悪手
人間かどうかすらも怪しい異質な雰囲気と同時に、鼻を抓みたくなるほどの腐った臭いを纏う男。求める人物像としては全く異なるその人物の周囲を見る。埃に塗れた室内だが、豪奢な花瓶が飾られ、ところどころに気品が感じられる。
「…………アンタは?」
それらと比べてしまうと、似つかわしくもない生きたミイラみたいな男の前までやって来る。
近づく男の左側、暗闇の奥を眺めた。階段から二階に続いているが、踏まれ続けた階段は目に見えるほど歪んでしまっている。いつ抜けてもおかしくないような状況のようだ。視線を逸らしている内に、男は鼻頭が付くほど間近にやって来て、口を開く。
「誰でも無い。此処に君が求めるような物は何も無いし、此処には俺以外誰も居ない」と言ったらしいが、半分くらい聞いていなかった。右の方に視線を置けば、暖簾の奥に台所が見える。石で出来た流し台と、トンネルや建物と同じ材質の床は斜めに傾いて、水はけを機能している。奥にもう一つ扉があって、外に繋がっているらしい。
「…………町の人は」
「気になるなら探せば良い。落胆するだけだが」
既にしている、と言いたかったが、まだ希望は捨ててはいなかった。
「なんでだ。此処に悪路王は居ないのか」
「ああ。君が求める人間は此処には居ない。皆、遠くへいってしまったよ」
沈黙が長く続く。男の言葉に嘘は無い。それはただの勘でしかなかったが、事実、これほど静かな建物の中、ネズミ一匹が動いただけで感じ取る事が出来るだろう。それくらい人の気配が無く、カラカラと乾いた葉が転がる音が鮮明に耳に届く。
「遠くへって、何処に……」
「さあ。俺は何も知らない」
この言葉は、嘘だと思った。彼は何かを知っていて、シンと静まったまま死んだように俯いている。
「じゃあ、悪路王は、居たのか」
「そんな奴は居ないよ。此処に居たのはただの遭難者。悪路の先で帰り道が分からなくなった愚か者達だ」
「俺はそんな冗談を聞きたい訳じゃない。お前、名前は?」
「何者でもない。君はさっさとこの村を出た方が良い。この村はもう終わった場所だ。【いまなき村】 意味は分かるな?」
なんとも、投げやり。手渡されたボールをこれ見よがしに足元にポイ捨てして人を苛つかせる為の言葉を放つ。そのままに苛立ち、膝が震えるほどだった。
「分からないかな。あの文字は、もっと昔に書かれたものだ。5年は経ってる。此処から人が居なくなって多分、2年くらいだろ」
「もうそんなになるか……」
「いつまで人は居たんだ。お前は何だ」
男の前に座り込み、背中に背負う槍を傍らに置く。やはり、想像よりもずっと若い。12歳の自分とそう変わらないかもしれないくらい、間近にすれば幼いというのが推測だった。

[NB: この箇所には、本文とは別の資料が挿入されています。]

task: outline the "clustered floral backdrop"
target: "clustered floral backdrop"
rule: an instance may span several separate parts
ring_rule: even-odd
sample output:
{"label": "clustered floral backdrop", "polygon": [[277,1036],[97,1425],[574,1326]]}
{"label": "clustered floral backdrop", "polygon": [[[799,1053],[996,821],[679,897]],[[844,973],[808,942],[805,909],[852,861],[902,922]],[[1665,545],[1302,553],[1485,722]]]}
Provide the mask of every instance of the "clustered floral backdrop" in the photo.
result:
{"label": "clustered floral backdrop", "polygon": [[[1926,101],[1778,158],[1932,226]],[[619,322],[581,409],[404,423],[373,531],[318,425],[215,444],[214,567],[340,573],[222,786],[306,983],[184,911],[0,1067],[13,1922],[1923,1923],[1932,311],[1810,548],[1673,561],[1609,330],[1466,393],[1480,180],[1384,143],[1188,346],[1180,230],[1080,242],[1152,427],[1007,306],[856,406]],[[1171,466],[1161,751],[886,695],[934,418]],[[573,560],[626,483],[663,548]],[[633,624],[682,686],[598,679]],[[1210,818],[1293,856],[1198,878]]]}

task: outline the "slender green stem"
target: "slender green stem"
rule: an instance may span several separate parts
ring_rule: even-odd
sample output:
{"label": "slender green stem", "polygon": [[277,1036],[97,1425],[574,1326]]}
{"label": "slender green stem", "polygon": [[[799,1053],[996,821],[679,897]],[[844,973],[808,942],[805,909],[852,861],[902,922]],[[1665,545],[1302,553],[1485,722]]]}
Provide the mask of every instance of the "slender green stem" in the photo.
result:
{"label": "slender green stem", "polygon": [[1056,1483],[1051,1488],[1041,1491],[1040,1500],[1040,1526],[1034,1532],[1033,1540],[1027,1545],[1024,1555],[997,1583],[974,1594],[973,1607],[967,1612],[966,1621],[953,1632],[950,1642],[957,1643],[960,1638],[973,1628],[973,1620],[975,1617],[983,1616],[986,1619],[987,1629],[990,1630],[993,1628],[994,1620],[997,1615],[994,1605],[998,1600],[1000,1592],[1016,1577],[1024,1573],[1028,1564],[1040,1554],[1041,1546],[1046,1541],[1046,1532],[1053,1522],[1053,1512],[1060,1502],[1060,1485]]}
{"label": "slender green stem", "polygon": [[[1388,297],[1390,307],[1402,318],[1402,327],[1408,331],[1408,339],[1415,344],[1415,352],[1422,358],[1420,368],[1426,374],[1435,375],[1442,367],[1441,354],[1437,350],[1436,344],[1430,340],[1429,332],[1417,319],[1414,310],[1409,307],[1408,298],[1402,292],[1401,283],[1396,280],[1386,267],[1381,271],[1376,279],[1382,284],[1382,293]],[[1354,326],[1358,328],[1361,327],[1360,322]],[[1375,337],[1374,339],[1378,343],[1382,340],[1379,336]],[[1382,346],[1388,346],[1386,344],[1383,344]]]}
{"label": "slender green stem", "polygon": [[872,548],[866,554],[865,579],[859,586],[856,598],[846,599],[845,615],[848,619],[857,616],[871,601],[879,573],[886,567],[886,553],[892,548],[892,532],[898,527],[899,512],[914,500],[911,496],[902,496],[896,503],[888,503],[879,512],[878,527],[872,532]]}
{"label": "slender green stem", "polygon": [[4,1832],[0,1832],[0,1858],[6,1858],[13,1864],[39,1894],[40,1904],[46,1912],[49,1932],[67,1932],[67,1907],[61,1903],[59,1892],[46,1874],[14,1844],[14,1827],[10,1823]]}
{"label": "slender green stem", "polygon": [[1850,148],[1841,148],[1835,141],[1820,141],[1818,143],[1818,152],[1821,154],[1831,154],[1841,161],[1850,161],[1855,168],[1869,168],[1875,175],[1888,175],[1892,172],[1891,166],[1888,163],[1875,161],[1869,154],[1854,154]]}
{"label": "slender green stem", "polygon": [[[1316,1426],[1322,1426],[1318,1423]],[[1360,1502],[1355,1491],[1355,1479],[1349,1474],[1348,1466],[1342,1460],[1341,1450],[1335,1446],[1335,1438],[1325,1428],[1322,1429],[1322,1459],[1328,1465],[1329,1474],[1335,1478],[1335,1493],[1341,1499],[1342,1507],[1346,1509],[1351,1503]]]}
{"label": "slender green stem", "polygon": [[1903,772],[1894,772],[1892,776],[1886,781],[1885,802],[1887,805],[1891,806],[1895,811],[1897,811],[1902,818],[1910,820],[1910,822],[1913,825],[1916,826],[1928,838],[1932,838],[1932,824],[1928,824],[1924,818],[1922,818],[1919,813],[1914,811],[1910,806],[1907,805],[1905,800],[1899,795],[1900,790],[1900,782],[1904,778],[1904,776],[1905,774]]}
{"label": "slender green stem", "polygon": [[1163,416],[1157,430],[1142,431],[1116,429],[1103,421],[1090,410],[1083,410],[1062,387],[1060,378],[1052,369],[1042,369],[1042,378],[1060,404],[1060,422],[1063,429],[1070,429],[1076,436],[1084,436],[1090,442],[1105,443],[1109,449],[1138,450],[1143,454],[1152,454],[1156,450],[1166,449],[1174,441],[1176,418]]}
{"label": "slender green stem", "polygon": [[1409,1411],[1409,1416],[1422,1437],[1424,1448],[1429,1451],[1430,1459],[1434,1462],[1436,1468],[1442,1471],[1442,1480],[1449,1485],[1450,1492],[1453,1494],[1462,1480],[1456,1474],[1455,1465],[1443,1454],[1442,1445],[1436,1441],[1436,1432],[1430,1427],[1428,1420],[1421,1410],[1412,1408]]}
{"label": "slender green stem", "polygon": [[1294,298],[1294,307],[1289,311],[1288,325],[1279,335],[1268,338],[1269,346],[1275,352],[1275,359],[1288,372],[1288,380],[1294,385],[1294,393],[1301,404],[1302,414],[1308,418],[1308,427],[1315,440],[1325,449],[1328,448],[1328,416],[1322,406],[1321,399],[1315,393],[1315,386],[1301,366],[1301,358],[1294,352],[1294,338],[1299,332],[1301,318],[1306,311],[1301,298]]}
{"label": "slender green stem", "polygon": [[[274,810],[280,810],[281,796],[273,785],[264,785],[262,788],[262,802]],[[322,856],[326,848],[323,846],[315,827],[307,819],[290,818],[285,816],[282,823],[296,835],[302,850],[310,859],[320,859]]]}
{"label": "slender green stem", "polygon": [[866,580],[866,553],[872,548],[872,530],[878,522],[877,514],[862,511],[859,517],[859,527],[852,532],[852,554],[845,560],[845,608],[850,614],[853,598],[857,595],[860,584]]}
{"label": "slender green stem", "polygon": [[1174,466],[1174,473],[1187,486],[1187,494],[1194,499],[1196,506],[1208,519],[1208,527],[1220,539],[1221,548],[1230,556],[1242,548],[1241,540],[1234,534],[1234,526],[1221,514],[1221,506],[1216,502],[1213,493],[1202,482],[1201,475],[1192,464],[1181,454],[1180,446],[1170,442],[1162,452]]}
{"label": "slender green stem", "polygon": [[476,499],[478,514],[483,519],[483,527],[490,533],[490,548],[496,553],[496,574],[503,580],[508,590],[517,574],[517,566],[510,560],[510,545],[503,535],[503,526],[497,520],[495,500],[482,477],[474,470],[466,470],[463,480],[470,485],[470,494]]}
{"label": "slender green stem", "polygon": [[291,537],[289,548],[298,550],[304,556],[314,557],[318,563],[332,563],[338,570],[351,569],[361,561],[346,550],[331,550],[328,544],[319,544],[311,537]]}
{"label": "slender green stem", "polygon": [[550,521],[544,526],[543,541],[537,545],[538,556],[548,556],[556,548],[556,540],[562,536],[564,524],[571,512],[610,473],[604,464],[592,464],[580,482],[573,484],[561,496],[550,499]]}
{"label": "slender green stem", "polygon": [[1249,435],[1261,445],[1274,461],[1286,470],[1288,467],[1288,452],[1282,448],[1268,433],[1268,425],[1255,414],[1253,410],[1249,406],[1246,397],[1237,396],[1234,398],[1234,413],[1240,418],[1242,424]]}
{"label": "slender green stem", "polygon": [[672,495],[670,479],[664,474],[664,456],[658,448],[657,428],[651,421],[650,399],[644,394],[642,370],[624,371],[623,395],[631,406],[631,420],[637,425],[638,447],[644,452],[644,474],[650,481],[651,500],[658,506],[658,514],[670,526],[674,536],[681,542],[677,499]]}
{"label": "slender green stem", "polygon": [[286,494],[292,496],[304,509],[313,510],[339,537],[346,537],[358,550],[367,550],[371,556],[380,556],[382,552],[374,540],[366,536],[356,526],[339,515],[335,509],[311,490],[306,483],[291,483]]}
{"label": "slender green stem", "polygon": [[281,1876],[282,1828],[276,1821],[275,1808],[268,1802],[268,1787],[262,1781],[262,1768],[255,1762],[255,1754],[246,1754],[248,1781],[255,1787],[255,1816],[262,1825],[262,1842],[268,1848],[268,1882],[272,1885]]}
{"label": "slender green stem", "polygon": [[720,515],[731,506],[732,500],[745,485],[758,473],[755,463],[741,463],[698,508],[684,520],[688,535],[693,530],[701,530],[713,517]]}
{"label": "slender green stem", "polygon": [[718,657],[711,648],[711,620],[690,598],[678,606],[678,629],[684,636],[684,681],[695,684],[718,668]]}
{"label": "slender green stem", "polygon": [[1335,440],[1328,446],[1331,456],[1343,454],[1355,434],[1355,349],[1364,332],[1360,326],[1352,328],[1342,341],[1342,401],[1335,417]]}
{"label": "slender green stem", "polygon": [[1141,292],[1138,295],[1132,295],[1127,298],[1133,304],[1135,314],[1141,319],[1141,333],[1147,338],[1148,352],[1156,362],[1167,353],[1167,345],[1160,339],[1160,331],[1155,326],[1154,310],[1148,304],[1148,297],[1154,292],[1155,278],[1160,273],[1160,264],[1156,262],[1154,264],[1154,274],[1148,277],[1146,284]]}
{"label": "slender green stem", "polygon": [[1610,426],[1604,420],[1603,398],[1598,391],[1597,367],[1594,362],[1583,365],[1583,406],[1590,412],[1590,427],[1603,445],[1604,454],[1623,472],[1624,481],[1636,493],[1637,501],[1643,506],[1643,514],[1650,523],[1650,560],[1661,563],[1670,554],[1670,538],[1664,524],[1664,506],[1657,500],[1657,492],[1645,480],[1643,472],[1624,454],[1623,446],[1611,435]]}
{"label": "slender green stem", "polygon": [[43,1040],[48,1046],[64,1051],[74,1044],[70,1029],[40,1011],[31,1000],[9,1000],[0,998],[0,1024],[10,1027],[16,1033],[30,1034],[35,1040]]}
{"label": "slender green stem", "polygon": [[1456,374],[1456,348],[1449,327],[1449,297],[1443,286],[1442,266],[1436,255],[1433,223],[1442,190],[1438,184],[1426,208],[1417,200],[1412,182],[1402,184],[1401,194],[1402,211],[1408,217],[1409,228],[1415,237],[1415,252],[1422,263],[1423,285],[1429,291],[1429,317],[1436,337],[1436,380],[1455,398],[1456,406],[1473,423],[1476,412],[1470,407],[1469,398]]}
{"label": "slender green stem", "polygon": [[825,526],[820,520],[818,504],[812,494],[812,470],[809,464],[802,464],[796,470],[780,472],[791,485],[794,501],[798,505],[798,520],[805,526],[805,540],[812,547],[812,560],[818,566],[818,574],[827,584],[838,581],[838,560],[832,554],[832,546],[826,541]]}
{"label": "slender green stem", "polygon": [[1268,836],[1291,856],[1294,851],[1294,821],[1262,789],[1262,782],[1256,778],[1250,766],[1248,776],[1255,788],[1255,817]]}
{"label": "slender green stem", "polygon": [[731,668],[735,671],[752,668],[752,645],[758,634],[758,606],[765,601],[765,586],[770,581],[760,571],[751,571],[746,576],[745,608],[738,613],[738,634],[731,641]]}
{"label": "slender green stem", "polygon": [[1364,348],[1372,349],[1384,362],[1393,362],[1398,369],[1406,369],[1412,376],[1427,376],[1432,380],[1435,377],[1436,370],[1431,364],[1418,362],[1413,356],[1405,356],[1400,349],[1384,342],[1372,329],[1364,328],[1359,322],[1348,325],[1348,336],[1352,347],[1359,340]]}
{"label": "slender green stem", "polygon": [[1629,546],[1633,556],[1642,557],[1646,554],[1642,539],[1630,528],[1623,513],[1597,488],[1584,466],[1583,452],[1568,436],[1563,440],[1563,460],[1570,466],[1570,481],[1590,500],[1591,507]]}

「俺から話す事は特にない。知りたい事があるなら、自分で調べてくれ。何度も言うが、俺は何者でもない」
今にも死にそうな声で、多分薄れまくっているであろう手のひらの生命線をじっと見つめて親指をなぞっている。会話はもう、意味のあるものでは無いのかもしれないと察し、懐から葉の包を前に差し出して立ち上がった。
「食べ物。少し腹に何か入れたら話す気にもなるだろう」
男は我慢していたようだ。ジッと欲しそうに疼く手の首を片手が抑え込んでいる。彼はどうやら、此処で命を断つつもりでいるらしい。